There was a text. A text much worse than any of the
others. I could not risk anyone reading this or my reputation
would be destroyed for good. No one would be
in 'awe' of Courtney McFarlane anymore.

I didn't want a second read of it. It made me want to
throw up. My finger pressed 'delete'.

GEORGIE

'Scrape your jaw off the floor, Kia,' I said, 'or someone
might step on it.'

Ace had just emerged from the bathroom modelling
one of the black-and-gold striped bikinis. She looked
amazing.

'So, what do you think?' Ace did a few laps of the
bungalow.

'Tim will have a heart attack,' Kia mumbled. 'What a
shame he's going to be away. Can't you convince him
to –'

'Put off a WQS event so he can see our fashion
parade?' I said. 'I don't think so, Kia.'

'If he was around he'd come,' Ace told us. 'Last
night he told me he missed me so much that he
thought his heart was going to split in two.'

'Did you speak to him?' Kia pried. 'When?'

'After you'd all fallen asleep. We had quite a long
chat.'

'Oh, that's so cute,' Kia said. She was seriously in
need of a slap across the face. If Ace wasn't going to do
it then I would. 'You two are such a great couple. I hope
I have a boyfriend like Tim one day.'

'You could always have camel-face back,' I
suggested, knowing that'd really annoy her.

'Get lost, Georgie. I'm being serious.'

'We are really lucky to have each other,' Ace whispered.

Ace looked like she was about to burst into tears.

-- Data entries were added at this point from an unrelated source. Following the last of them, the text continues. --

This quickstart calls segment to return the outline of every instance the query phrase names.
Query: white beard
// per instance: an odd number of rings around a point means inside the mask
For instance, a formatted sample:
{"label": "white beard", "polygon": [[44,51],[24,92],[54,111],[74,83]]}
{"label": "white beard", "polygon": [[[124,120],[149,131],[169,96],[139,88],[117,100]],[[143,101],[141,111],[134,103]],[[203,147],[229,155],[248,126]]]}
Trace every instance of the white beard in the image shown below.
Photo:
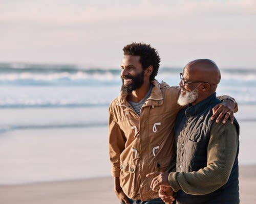
{"label": "white beard", "polygon": [[185,94],[181,92],[178,99],[178,104],[182,106],[186,106],[195,101],[198,97],[198,89],[191,91],[185,91]]}

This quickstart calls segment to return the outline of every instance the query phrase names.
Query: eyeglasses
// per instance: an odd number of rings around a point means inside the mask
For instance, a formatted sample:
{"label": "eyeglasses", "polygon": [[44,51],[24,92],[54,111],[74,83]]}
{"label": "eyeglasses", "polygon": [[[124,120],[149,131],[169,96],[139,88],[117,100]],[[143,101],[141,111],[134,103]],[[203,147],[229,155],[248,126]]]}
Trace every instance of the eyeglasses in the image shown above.
{"label": "eyeglasses", "polygon": [[182,73],[180,73],[180,81],[181,82],[181,84],[183,86],[184,86],[186,84],[192,84],[192,83],[208,83],[208,82],[200,82],[200,81],[186,82],[184,80],[183,76],[182,75]]}

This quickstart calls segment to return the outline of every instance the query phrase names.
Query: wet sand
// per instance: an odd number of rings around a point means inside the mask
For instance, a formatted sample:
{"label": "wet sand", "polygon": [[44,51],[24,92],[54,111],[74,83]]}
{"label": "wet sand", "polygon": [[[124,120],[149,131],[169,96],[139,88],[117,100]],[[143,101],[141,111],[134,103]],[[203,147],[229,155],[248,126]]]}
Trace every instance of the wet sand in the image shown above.
{"label": "wet sand", "polygon": [[[256,166],[240,167],[240,203],[256,199]],[[112,177],[0,186],[5,204],[118,203]]]}

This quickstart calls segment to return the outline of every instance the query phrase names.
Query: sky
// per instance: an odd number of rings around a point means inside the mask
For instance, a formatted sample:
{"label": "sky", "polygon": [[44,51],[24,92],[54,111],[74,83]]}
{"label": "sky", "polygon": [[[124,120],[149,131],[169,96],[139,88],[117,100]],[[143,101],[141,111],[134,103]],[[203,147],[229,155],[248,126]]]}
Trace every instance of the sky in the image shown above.
{"label": "sky", "polygon": [[162,67],[256,69],[256,1],[0,0],[0,62],[119,68],[134,41]]}

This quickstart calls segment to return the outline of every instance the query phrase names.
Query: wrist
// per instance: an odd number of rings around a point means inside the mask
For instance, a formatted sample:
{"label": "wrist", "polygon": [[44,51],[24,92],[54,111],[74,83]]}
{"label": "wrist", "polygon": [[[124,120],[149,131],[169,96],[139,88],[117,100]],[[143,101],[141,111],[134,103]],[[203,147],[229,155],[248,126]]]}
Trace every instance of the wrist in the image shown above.
{"label": "wrist", "polygon": [[230,100],[230,101],[233,102],[234,103],[234,104],[236,104],[236,100],[234,100],[234,99],[233,98],[232,98],[230,97],[229,97],[228,98],[225,98],[223,100],[223,102],[225,101],[226,100]]}

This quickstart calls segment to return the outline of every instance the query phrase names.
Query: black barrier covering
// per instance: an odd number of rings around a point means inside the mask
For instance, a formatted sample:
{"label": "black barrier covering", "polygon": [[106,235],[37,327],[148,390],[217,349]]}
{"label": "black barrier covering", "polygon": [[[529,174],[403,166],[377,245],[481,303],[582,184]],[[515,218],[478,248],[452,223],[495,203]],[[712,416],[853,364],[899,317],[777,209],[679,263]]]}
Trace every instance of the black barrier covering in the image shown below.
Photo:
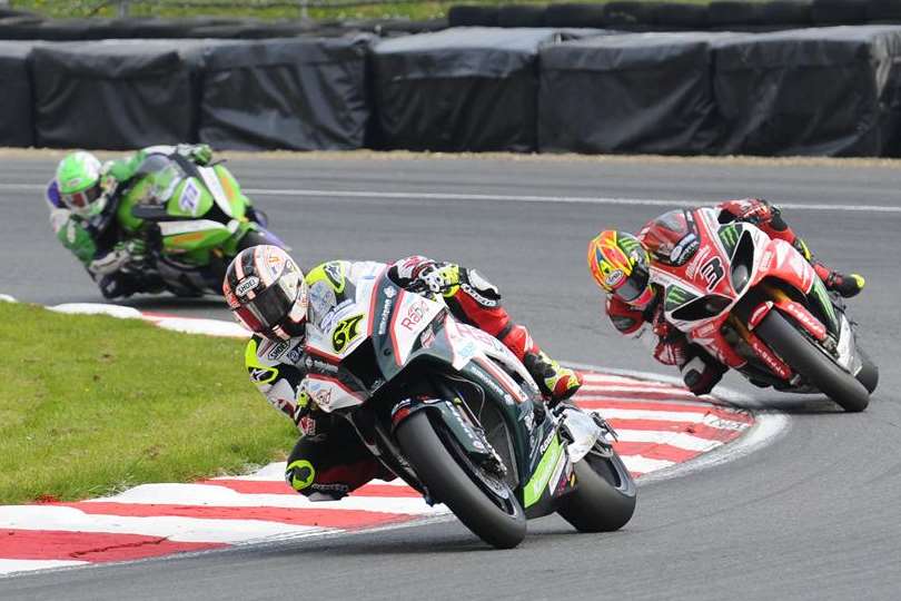
{"label": "black barrier covering", "polygon": [[200,140],[217,148],[362,148],[369,36],[208,50]]}
{"label": "black barrier covering", "polygon": [[36,47],[37,144],[129,149],[196,139],[192,76],[205,43],[116,40]]}
{"label": "black barrier covering", "polygon": [[897,152],[901,27],[746,36],[719,45],[715,66],[724,152]]}
{"label": "black barrier covering", "polygon": [[0,42],[0,146],[34,145],[30,52],[29,43]]}
{"label": "black barrier covering", "polygon": [[541,51],[538,148],[715,152],[712,42],[729,33],[632,33]]}
{"label": "black barrier covering", "polygon": [[573,35],[457,28],[376,45],[382,142],[415,150],[534,150],[538,47]]}

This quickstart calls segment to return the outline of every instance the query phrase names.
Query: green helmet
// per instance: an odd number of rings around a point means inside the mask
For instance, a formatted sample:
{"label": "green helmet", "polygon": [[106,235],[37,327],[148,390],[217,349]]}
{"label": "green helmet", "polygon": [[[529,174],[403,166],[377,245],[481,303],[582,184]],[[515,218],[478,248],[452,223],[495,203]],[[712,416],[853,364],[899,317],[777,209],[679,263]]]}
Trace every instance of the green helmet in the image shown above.
{"label": "green helmet", "polygon": [[91,215],[100,208],[100,161],[90,152],[79,150],[66,155],[57,166],[57,186],[62,203],[73,213]]}

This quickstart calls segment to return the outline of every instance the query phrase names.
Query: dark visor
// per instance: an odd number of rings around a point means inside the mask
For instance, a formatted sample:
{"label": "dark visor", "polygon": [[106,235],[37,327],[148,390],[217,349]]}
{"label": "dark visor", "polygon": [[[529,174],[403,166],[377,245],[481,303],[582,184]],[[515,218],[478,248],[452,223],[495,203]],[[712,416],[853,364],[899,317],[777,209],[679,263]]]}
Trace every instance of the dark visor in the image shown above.
{"label": "dark visor", "polygon": [[618,296],[622,300],[631,303],[636,300],[645,289],[647,289],[647,269],[642,265],[635,264],[632,266],[632,275],[626,277],[623,284],[616,288],[613,294]]}
{"label": "dark visor", "polygon": [[278,325],[288,315],[293,303],[294,298],[288,298],[285,289],[276,284],[232,311],[249,329],[264,332]]}
{"label": "dark visor", "polygon": [[62,201],[72,207],[83,209],[87,208],[88,205],[97,200],[97,197],[100,196],[100,188],[98,186],[92,186],[87,190],[81,190],[72,194],[60,194],[62,197]]}

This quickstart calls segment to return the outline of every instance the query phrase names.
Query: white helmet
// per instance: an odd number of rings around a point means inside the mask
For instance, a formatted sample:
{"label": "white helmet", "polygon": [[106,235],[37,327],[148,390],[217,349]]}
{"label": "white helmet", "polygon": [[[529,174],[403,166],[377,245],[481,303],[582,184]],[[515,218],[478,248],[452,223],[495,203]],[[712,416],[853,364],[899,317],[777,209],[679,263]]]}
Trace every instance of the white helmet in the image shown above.
{"label": "white helmet", "polygon": [[245,248],[226,270],[222,294],[235,318],[267,338],[303,336],[308,287],[300,267],[278,246]]}

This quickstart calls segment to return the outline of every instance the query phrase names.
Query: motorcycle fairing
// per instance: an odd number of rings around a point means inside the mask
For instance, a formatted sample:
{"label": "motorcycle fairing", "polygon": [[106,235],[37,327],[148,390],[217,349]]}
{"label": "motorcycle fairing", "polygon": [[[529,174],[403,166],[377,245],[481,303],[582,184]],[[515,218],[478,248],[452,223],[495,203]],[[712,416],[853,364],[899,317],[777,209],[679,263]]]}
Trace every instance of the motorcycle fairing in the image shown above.
{"label": "motorcycle fairing", "polygon": [[[535,423],[533,402],[542,402],[541,393],[509,349],[486,333],[457,323],[442,302],[397,286],[385,272],[358,284],[356,292],[355,302],[336,307],[335,315],[323,319],[321,327],[308,326],[307,368],[311,372],[301,386],[307,386],[310,400],[326,412],[358,406],[420,362],[434,364],[436,374],[456,373],[491,396],[507,424],[518,481],[515,492],[527,514],[553,511],[553,499],[575,485],[568,453],[561,452],[567,443],[560,440],[557,418],[549,413],[541,424]],[[336,332],[348,316],[356,315],[365,316],[360,321],[366,324],[365,331],[336,352],[331,345]],[[369,339],[370,346],[365,342]],[[357,352],[372,352],[372,361],[378,366],[380,377],[368,390],[344,366]],[[448,380],[447,385],[453,386],[453,381]],[[450,432],[461,435],[458,440],[467,454],[474,461],[484,461],[486,450],[481,446],[487,445],[491,451],[491,445],[483,433],[461,417],[468,410],[459,405],[444,398],[403,400],[394,408],[393,425],[413,412],[434,411]]]}

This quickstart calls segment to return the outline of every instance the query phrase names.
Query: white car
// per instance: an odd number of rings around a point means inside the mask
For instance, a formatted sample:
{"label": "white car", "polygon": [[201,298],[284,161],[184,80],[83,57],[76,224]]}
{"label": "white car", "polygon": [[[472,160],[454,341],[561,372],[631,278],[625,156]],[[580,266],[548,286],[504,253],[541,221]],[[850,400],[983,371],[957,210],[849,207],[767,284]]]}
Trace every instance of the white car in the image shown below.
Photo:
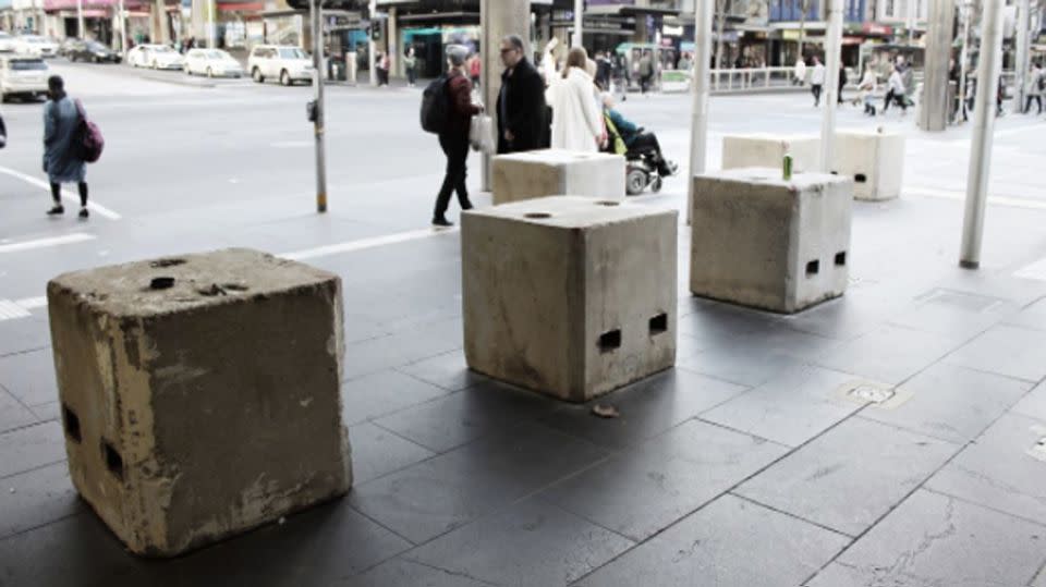
{"label": "white car", "polygon": [[132,68],[181,70],[185,66],[185,58],[167,45],[138,45],[127,51],[127,63]]}
{"label": "white car", "polygon": [[54,57],[58,44],[39,35],[22,35],[14,39],[14,52],[23,56]]}
{"label": "white car", "polygon": [[0,56],[0,99],[12,96],[40,98],[47,96],[50,73],[42,58],[35,56]]}
{"label": "white car", "polygon": [[192,49],[185,53],[185,73],[207,77],[241,77],[243,65],[221,49]]}
{"label": "white car", "polygon": [[247,58],[247,70],[251,77],[259,84],[265,82],[266,77],[273,77],[284,86],[294,82],[312,83],[315,72],[308,53],[297,47],[277,45],[255,47]]}

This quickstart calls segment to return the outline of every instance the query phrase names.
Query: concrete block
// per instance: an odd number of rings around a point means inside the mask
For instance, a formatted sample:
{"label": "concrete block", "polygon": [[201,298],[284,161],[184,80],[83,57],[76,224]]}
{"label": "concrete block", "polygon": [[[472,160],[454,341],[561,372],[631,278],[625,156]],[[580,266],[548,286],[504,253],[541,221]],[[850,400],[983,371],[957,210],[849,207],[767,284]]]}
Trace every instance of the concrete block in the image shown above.
{"label": "concrete block", "polygon": [[464,213],[469,367],[584,402],[674,365],[677,217],[581,197]]}
{"label": "concrete block", "polygon": [[814,134],[742,134],[722,137],[722,169],[766,167],[780,174],[784,154],[792,156],[792,173],[816,171],[820,138]]}
{"label": "concrete block", "polygon": [[853,180],[853,197],[878,201],[901,195],[904,135],[871,130],[839,131],[835,146],[831,170]]}
{"label": "concrete block", "polygon": [[624,157],[544,149],[494,158],[494,204],[570,194],[624,199]]}
{"label": "concrete block", "polygon": [[47,296],[70,474],[131,552],[349,490],[337,276],[228,249],[66,273]]}
{"label": "concrete block", "polygon": [[853,182],[746,168],[694,178],[690,290],[781,313],[847,289]]}

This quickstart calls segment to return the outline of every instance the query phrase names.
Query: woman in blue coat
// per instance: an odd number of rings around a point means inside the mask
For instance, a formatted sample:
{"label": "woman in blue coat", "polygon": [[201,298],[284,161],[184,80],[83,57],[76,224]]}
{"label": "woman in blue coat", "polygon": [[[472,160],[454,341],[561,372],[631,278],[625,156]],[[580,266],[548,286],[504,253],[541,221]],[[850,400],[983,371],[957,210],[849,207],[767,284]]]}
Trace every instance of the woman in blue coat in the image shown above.
{"label": "woman in blue coat", "polygon": [[80,187],[80,217],[87,218],[87,163],[76,146],[76,130],[80,127],[80,107],[65,95],[61,76],[52,75],[47,81],[48,101],[44,105],[44,172],[51,182],[54,206],[48,215],[65,212],[62,207],[62,184],[75,183]]}

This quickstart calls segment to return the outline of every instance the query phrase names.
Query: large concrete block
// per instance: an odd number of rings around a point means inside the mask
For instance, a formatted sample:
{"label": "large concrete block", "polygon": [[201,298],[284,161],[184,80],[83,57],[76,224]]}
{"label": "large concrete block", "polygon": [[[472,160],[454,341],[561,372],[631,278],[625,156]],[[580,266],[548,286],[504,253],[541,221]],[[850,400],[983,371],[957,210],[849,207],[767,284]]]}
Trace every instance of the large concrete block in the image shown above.
{"label": "large concrete block", "polygon": [[624,157],[544,149],[494,158],[494,204],[571,194],[624,199]]}
{"label": "large concrete block", "polygon": [[70,474],[170,557],[344,494],[337,276],[246,249],[48,284]]}
{"label": "large concrete block", "polygon": [[816,171],[819,145],[820,139],[813,134],[726,135],[722,137],[722,169],[766,167],[780,170],[787,152],[792,156],[793,173]]}
{"label": "large concrete block", "polygon": [[469,366],[571,402],[671,367],[677,216],[581,197],[464,213]]}
{"label": "large concrete block", "polygon": [[794,313],[842,295],[853,182],[746,168],[694,178],[690,290]]}
{"label": "large concrete block", "polygon": [[901,195],[904,135],[881,130],[847,130],[836,134],[832,172],[853,180],[853,197],[892,199]]}

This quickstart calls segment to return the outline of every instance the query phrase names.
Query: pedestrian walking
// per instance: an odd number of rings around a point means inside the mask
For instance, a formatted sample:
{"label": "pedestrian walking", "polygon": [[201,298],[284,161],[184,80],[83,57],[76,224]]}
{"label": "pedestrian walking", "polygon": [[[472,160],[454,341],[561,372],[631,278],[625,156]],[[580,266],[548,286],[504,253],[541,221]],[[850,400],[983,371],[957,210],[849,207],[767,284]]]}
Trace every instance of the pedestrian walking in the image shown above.
{"label": "pedestrian walking", "polygon": [[44,173],[51,184],[54,205],[49,216],[65,213],[62,206],[62,184],[75,183],[80,189],[80,218],[87,211],[87,162],[76,145],[77,130],[83,120],[83,106],[65,94],[61,76],[52,75],[47,81],[48,101],[44,105]]}
{"label": "pedestrian walking", "polygon": [[465,75],[465,59],[469,50],[460,46],[451,46],[447,50],[447,96],[449,98],[448,121],[439,133],[439,146],[447,156],[447,173],[443,175],[443,185],[436,196],[436,209],[433,211],[433,224],[436,227],[452,227],[447,220],[447,208],[450,206],[450,195],[458,192],[458,204],[462,210],[472,208],[469,199],[469,188],[465,185],[469,162],[469,124],[472,117],[483,112],[481,106],[472,103],[472,82]]}
{"label": "pedestrian walking", "polygon": [[587,61],[588,54],[583,47],[571,48],[562,78],[548,88],[554,149],[597,152],[606,143],[603,114],[593,97],[594,81],[585,71]]}
{"label": "pedestrian walking", "polygon": [[498,152],[519,152],[547,146],[545,80],[526,59],[523,39],[501,40],[501,90],[498,93]]}
{"label": "pedestrian walking", "polygon": [[1046,85],[1046,77],[1043,74],[1043,68],[1038,63],[1032,64],[1032,71],[1027,74],[1027,81],[1024,83],[1025,99],[1024,113],[1032,111],[1032,100],[1038,106],[1038,114],[1043,113],[1043,86]]}
{"label": "pedestrian walking", "polygon": [[825,65],[814,56],[814,71],[810,74],[810,90],[814,95],[814,108],[820,106],[820,91],[825,87]]}
{"label": "pedestrian walking", "polygon": [[414,48],[406,50],[406,57],[403,58],[403,66],[406,68],[406,85],[414,87],[417,85],[417,56],[414,54]]}

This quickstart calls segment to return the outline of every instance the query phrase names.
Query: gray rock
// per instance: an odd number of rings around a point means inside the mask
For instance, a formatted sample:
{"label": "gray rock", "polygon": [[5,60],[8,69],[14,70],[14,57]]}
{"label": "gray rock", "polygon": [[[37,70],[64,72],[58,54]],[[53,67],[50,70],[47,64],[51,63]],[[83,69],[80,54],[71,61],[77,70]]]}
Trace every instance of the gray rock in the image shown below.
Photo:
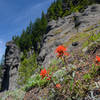
{"label": "gray rock", "polygon": [[1,91],[14,90],[17,87],[18,67],[20,64],[20,50],[10,41],[6,43],[5,67]]}
{"label": "gray rock", "polygon": [[[76,17],[76,18],[75,18]],[[74,19],[75,18],[75,19]],[[82,13],[73,13],[71,15],[65,16],[64,18],[59,18],[57,21],[52,20],[49,22],[48,27],[50,30],[45,35],[40,54],[38,57],[38,63],[40,62],[41,65],[44,67],[49,66],[51,63],[51,59],[56,58],[56,54],[54,53],[56,47],[58,45],[62,45],[69,41],[73,34],[77,32],[84,32],[85,29],[90,28],[93,30],[100,26],[100,5],[93,4],[89,6],[84,12]],[[77,27],[76,27],[77,26]],[[90,31],[87,29],[87,31]],[[96,31],[96,34],[99,31]],[[70,52],[73,50],[77,50],[80,48],[81,41],[77,46],[69,45]],[[72,43],[73,44],[73,43]],[[76,45],[76,44],[73,44]],[[84,52],[87,51],[87,48],[83,50]]]}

'Are you okay?' Kia put her arm around her. 'Are you
missing him?'

Ace began to cry – first just little tears and the odd
sniff, then the full catastrophe of blubbering into Kia's
shoulder. Kia patted her gently and whispered soft
comforts. I could see the smile hiding just inside her
lips.

'I really, really miss him,' Ace sobbed. 'And this afternoon
he's going to Indo so he'll be out of range and we
won't even be able to text each other.'

'I thought he was going on the weekend?' Kia said.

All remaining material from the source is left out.